The Artist as Visionary

Leah Ollman’s vicious attack on my art exhibition, “Sacred Mirrors: The Visionary Art of Alex Grey,” now at the Museum of Contemporary Art, San Diego, raises issues that go beyond a nasty review (“The Anatomy of an Artist: A Mind-Body-Spirit Cliche,” April 27). Ms. Ollman speaks for contemporary art’s spiritual blindness and betrays her own when she sarcastically dismisses the 20 years of devotional labor on view.

It is my mission to create work that encourages the viewer to see deeply into themselves, into the subtle realms of being, even if such were possible, into their own soul. In her utter contempt for the work, I am reminded of other unconscious biases like homophobia. I believe there is a deep-seated intolerance operating here, and it afflicts many post-modern intellects. I would call it “soulphobia.”
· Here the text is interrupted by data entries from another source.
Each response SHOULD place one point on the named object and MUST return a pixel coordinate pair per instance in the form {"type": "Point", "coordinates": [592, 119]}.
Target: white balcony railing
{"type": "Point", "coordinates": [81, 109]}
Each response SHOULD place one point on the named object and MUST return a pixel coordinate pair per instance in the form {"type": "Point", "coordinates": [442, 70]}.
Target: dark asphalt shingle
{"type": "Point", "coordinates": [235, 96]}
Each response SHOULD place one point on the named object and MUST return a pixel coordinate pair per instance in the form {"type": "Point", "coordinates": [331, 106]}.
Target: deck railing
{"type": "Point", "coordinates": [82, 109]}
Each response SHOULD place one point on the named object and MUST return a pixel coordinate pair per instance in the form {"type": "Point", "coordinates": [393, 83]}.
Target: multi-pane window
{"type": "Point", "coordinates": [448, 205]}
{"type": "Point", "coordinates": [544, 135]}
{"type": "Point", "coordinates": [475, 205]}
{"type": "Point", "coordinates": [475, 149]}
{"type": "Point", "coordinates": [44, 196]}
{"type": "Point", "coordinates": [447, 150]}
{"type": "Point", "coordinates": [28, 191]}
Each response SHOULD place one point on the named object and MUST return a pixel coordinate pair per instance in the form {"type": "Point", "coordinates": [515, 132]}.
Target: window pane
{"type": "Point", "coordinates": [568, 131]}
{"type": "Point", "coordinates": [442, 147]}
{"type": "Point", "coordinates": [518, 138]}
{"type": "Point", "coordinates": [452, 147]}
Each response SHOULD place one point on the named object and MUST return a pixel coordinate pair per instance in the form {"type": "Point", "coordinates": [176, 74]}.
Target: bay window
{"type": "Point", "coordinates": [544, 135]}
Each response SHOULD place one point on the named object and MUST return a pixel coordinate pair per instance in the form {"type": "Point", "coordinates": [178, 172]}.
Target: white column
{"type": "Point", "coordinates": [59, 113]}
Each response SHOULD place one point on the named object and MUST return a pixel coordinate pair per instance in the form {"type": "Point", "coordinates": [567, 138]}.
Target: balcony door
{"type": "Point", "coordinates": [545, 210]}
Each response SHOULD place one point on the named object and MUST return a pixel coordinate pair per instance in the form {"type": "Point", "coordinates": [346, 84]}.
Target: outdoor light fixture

Our post-modern intelligence fears and suppresses the intrusions of soul on its political intrigues, money games and divisive delusions of separateness. The soul has a much more expansive agenda. It sings of our inter-connectedness with the cosmos, fostering our love, forgiveness and potential for beauty, truth, goodness. Our spiritual nature is our only source of meaning and value in life.

It’s a shame that “soulphobia” is so rampant in our desacralized cultural media and that my attempts at birthing a post-denominational spiritual art are interpreted so scornfully. Every sacred art has relied on visionary access to what William Blake referred to as the Divine Imagination.


It all comes down to vision. When you open the eyes of the soul, you begin to see the world in its sacred radiance and cultivate a reverence for each other and our wounded web of life. Daring to create healing and uplifting art that integrates body, mind and spirit is heroic and necessary in these dark, cynical days, not an “embarrassment” as Leah Ollman snidely suggests.


Brooklyn, N.Y.


I was disturbed by Leah Ollman’s review on more than one level. As a longtime fan of visionary art, I have the feeling Ollman was trained in reviewing the abstract. She obviously misses the point of visionary art, which is to show the artist’s vision. As a neo-pagan, I believe the world needs more visionary art that has nothing to do with the “big three” patriarchal religions and resent her use of New Age music and atmosphere as being something nasty and superficial.